Answer: Approximately 3.13 x 10^17 electrons.

Step-by-step solution

Identify the given information

We are given a current of \(5.00 \mathrm{~mA}\) (or \(5.00 \times 10^{-3} \mathrm{~A}\)) and a time of \(10.0 \mathrm{~s}\). The charge of a single electron is \(1.60 \times 10^{-19} \mathrm{~C}\).

Calculate the total charge

Using the formula \(Q = I \times t\), where \(Q\) is the total charge, \(I\) is the current, and \(t\) is the time, we can calculate the total charge that flows during the given time period: \(Q = (5.00 \times 10^{-3} \mathrm{~A}) \times (10.0 \mathrm{~s}) = 5.00 \times 10^{-2} \mathrm{~C}\)

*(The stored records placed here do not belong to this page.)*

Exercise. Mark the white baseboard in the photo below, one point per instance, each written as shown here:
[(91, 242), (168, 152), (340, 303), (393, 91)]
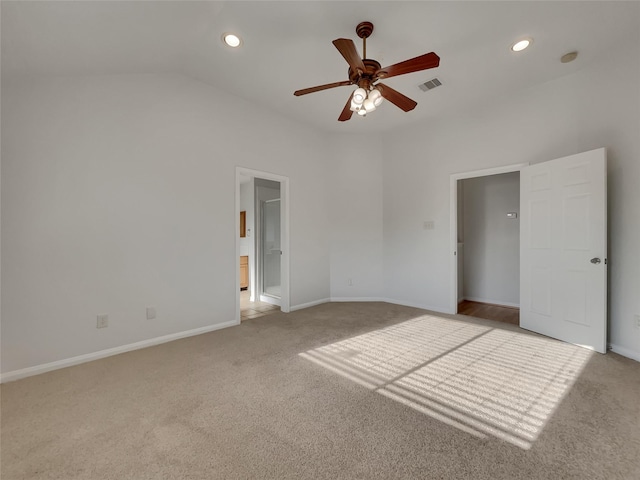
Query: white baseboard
[(293, 308), (358, 299), (416, 305), (68, 362), (625, 352), (492, 302)]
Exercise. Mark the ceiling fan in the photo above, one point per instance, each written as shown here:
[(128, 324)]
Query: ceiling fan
[(366, 73)]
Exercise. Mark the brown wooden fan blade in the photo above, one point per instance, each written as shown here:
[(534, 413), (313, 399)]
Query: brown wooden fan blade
[(297, 93), (346, 111), (348, 50), (395, 97), (423, 62)]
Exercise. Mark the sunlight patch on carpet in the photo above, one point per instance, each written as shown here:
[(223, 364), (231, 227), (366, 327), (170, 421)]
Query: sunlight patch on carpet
[(480, 379)]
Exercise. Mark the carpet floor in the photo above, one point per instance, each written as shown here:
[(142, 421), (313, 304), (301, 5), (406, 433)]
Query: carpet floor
[(337, 391)]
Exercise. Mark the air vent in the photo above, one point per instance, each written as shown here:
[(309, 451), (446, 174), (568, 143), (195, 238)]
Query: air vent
[(430, 84)]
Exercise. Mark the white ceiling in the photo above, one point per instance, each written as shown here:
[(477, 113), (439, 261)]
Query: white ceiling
[(287, 46)]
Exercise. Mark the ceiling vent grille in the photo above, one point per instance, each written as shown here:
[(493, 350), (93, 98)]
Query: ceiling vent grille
[(430, 84)]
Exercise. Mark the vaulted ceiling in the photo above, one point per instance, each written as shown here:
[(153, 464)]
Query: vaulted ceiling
[(287, 46)]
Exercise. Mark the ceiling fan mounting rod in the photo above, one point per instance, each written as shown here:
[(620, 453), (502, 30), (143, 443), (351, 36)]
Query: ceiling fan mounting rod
[(364, 30)]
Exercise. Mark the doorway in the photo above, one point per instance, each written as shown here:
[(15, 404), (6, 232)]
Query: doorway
[(485, 243), (262, 253)]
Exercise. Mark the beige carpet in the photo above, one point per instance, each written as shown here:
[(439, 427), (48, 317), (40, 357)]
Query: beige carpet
[(349, 391)]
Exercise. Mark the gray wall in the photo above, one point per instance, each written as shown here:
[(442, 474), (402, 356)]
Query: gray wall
[(491, 240)]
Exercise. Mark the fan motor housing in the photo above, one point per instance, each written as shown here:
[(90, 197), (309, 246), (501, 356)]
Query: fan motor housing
[(371, 67)]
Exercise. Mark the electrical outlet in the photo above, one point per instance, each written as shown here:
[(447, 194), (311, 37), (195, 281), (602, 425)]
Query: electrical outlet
[(102, 321)]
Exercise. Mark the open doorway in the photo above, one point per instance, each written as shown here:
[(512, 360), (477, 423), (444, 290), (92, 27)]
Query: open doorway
[(486, 234), (262, 245)]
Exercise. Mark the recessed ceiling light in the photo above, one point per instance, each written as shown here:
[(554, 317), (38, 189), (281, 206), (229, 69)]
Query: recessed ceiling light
[(569, 57), (231, 40), (521, 44)]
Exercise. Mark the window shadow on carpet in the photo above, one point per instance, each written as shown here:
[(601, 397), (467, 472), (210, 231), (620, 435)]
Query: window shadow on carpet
[(479, 379)]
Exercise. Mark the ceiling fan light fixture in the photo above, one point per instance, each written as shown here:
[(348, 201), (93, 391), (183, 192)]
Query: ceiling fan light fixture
[(376, 97), (369, 106), (521, 44), (359, 95), (231, 40)]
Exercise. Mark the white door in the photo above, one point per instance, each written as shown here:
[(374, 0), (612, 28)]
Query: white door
[(563, 235)]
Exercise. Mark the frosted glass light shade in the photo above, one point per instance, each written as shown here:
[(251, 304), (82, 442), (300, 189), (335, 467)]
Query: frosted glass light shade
[(359, 95), (369, 106)]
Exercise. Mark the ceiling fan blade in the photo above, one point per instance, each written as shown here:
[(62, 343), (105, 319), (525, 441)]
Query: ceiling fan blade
[(348, 50), (395, 97), (297, 93), (423, 62), (346, 111)]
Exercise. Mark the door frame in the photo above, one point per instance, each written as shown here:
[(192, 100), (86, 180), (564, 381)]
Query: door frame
[(453, 213), (284, 234), (260, 255)]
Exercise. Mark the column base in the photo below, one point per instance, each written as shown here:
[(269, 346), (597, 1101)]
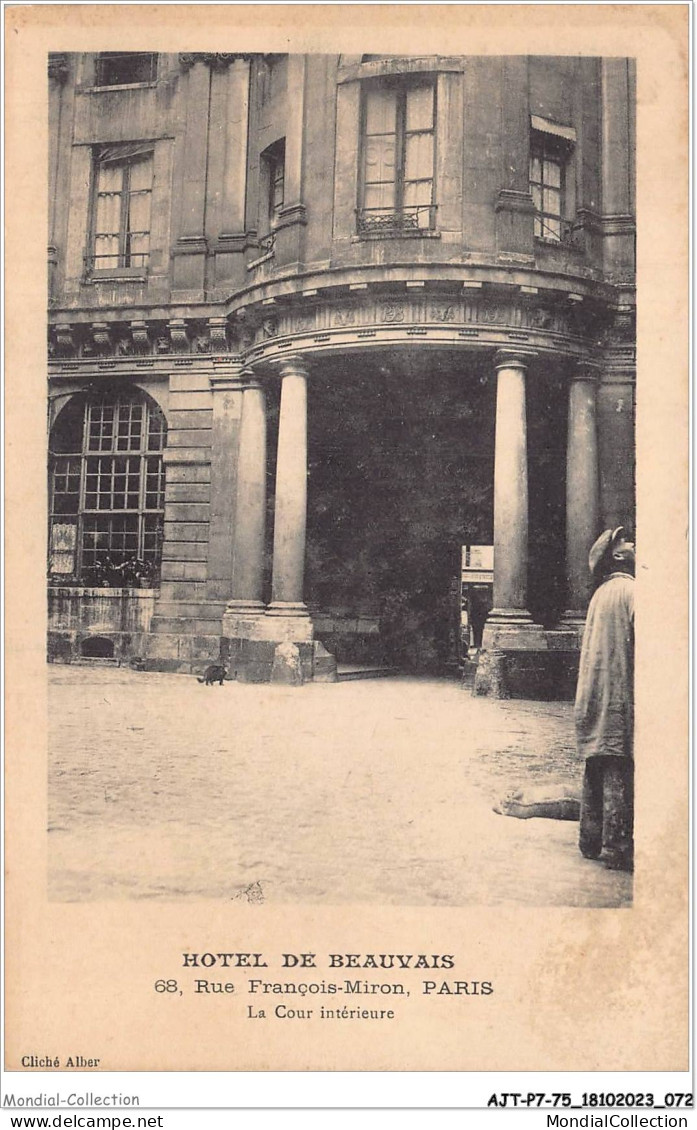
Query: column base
[(573, 620), (288, 608)]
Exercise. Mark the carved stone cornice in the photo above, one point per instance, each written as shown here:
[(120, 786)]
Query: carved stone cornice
[(620, 224), (512, 200), (179, 336), (513, 358), (586, 370), (217, 60)]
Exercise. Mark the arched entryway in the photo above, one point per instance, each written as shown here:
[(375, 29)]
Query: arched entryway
[(400, 477)]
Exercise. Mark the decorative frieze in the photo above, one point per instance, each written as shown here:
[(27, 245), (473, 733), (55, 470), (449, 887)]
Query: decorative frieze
[(273, 323), (217, 60), (179, 335)]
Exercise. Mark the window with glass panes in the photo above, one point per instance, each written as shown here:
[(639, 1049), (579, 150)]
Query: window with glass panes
[(123, 188), (123, 68), (276, 171), (397, 185), (547, 187), (107, 489)]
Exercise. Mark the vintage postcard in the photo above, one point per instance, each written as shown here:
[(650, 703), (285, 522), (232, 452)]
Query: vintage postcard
[(363, 337)]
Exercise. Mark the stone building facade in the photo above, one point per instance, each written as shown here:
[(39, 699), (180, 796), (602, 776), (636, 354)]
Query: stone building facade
[(315, 323)]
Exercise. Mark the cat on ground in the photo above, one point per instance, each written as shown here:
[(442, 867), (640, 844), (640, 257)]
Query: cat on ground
[(214, 674)]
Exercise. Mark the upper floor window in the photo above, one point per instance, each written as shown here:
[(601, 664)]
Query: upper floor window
[(273, 172), (124, 68), (121, 213), (398, 149), (551, 182), (107, 484)]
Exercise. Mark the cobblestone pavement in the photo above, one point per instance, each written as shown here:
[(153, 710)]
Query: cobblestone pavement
[(371, 791)]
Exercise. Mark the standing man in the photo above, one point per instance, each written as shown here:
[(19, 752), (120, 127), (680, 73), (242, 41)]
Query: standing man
[(604, 705)]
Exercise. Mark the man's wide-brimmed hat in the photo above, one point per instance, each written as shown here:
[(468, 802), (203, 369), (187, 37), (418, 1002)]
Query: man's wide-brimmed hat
[(602, 547)]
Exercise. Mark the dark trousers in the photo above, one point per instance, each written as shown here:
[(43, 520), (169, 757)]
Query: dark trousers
[(607, 811)]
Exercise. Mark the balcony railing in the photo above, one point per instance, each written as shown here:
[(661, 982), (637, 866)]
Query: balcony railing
[(409, 220)]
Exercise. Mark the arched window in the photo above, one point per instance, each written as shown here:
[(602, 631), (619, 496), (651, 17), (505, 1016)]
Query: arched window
[(107, 490)]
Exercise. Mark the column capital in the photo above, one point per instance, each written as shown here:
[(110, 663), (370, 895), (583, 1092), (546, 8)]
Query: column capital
[(294, 365), (250, 379), (513, 358), (586, 370)]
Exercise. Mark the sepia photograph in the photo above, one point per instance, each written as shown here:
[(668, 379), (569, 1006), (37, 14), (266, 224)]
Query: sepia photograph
[(347, 413), (341, 373)]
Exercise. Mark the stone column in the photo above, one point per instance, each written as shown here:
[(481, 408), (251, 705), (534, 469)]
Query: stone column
[(582, 488), (511, 493), (292, 218), (290, 513), (251, 507)]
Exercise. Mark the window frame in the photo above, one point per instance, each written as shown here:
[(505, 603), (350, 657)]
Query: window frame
[(127, 162), (121, 458), (546, 146), (273, 161), (102, 58), (399, 228)]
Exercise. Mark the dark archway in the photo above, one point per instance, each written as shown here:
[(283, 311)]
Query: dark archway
[(97, 648), (401, 450)]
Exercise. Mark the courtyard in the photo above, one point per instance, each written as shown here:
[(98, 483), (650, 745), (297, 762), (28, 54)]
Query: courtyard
[(375, 791)]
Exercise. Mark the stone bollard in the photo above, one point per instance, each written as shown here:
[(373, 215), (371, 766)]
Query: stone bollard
[(286, 668), (490, 677), (323, 665)]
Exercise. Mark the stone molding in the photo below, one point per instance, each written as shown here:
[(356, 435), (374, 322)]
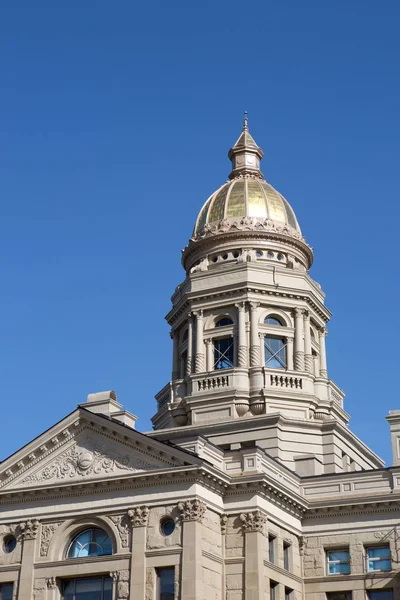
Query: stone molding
[(29, 529), (138, 516), (192, 510), (47, 533), (253, 521), (122, 523)]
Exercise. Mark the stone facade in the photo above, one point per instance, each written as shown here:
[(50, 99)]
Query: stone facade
[(251, 485)]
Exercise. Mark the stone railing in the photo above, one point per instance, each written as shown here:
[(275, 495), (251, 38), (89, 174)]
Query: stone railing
[(213, 383), (286, 381)]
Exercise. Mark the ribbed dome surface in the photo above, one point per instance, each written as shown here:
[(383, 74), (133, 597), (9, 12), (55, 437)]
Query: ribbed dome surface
[(246, 197)]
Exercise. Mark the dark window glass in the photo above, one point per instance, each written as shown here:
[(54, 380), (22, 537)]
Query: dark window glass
[(271, 548), (166, 583), (381, 595), (91, 542), (94, 588), (275, 354), (224, 321), (223, 353), (273, 321), (6, 591)]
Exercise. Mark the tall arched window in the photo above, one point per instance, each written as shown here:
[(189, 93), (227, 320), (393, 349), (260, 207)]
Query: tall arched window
[(273, 321), (223, 353), (91, 542), (275, 352), (224, 321)]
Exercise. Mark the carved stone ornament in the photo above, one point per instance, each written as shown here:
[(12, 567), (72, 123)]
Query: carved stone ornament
[(122, 523), (46, 534), (87, 458), (192, 510), (253, 521), (29, 529), (51, 583), (138, 516)]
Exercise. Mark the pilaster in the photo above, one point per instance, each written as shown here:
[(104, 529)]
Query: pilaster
[(29, 532), (138, 517), (192, 514), (253, 524)]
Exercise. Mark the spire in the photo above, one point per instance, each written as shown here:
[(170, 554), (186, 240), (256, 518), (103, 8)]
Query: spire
[(245, 155)]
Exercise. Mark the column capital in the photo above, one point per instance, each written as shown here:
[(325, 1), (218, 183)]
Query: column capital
[(29, 529), (253, 521), (138, 516), (192, 510)]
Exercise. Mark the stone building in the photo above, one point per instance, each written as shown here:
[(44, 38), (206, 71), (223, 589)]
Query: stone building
[(251, 485)]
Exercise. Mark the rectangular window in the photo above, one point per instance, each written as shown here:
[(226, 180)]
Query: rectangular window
[(6, 591), (381, 595), (286, 556), (271, 548), (288, 594), (379, 559), (273, 590), (93, 588), (166, 583), (338, 562)]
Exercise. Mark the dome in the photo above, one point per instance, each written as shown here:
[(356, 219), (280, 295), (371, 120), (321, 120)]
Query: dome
[(246, 196)]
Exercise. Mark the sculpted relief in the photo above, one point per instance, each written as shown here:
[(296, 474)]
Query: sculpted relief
[(88, 457)]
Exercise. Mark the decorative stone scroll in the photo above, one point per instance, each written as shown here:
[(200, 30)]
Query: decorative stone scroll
[(253, 521), (121, 581), (192, 510), (47, 533), (138, 516), (29, 529), (122, 523)]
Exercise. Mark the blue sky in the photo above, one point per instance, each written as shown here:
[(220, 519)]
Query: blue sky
[(116, 118)]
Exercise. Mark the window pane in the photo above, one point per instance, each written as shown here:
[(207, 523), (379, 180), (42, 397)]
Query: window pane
[(166, 583), (6, 591), (274, 352)]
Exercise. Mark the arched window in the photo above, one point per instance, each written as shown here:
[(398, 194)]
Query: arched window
[(224, 321), (275, 352), (91, 542), (223, 353), (273, 321)]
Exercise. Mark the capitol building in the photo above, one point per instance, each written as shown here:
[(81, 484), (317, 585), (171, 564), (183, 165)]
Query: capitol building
[(251, 486)]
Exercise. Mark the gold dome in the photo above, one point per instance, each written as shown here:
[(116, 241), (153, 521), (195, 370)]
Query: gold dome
[(247, 194)]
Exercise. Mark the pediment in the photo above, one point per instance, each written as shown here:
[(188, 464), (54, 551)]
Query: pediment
[(84, 451)]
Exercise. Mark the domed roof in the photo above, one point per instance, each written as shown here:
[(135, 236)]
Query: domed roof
[(246, 197), (247, 194)]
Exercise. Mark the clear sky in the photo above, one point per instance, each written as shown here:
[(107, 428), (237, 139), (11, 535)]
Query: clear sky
[(116, 118)]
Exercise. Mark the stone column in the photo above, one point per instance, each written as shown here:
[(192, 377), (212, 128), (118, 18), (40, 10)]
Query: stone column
[(209, 354), (192, 514), (299, 340), (289, 354), (175, 355), (138, 517), (308, 360), (254, 341), (253, 524), (199, 358), (242, 341), (29, 531), (190, 346), (323, 370)]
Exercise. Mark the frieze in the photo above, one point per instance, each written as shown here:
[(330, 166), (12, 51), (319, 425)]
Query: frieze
[(253, 521), (122, 523), (192, 510), (46, 534)]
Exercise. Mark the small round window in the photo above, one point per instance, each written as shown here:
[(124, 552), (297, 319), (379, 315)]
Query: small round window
[(9, 544), (167, 526)]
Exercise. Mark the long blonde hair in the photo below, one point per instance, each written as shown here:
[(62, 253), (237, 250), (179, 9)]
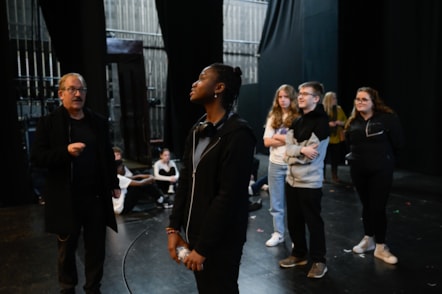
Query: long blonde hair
[(276, 111)]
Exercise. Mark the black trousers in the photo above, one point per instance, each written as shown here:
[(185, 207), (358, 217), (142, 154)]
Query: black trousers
[(221, 271), (373, 187), (90, 222), (304, 209)]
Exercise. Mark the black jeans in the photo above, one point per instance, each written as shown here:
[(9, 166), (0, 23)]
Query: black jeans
[(221, 271), (90, 222), (304, 209)]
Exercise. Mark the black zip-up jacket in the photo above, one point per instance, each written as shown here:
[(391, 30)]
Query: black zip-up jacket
[(374, 142), (211, 203), (49, 150)]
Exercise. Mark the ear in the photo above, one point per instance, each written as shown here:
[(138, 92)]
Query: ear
[(219, 88)]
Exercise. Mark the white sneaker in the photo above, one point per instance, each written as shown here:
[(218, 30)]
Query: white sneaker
[(276, 239), (383, 252), (366, 244)]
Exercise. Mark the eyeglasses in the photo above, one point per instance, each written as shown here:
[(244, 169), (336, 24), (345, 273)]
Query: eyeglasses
[(72, 90), (305, 94), (362, 100)]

Calculate the number of electrons

Knowing the charge of a single electron (\(1.60 \times 10^{-19} \mathrm{~C}\)) and the total charge that flows during the given time (\(5.00 \times 10^{-2} \mathrm{~C}\)), we can find the number of electrons by dividing the total charge by the charge of one electron: \(N = \frac{5.00 \times 10^{-2} \mathrm{~C}}{1.60 \times 10^{-19} \mathrm{~C}}\)

Solve for N

Now, divide the total charge by the charge of one electron to determine the number of electrons: \(N = \frac{5.00 \times 10^{-2} \mathrm{~C}}{1.60 \times 10^{-19} \mathrm{~C}} \approx 3.13 \times 10^{17}\) electrons So, approximately \(3.13 \times 10^{17}\) electrons flow through your skin when exposed to a current of \(5.00 \mathrm{~mA}\) for \(10.0 \mathrm{~s}\).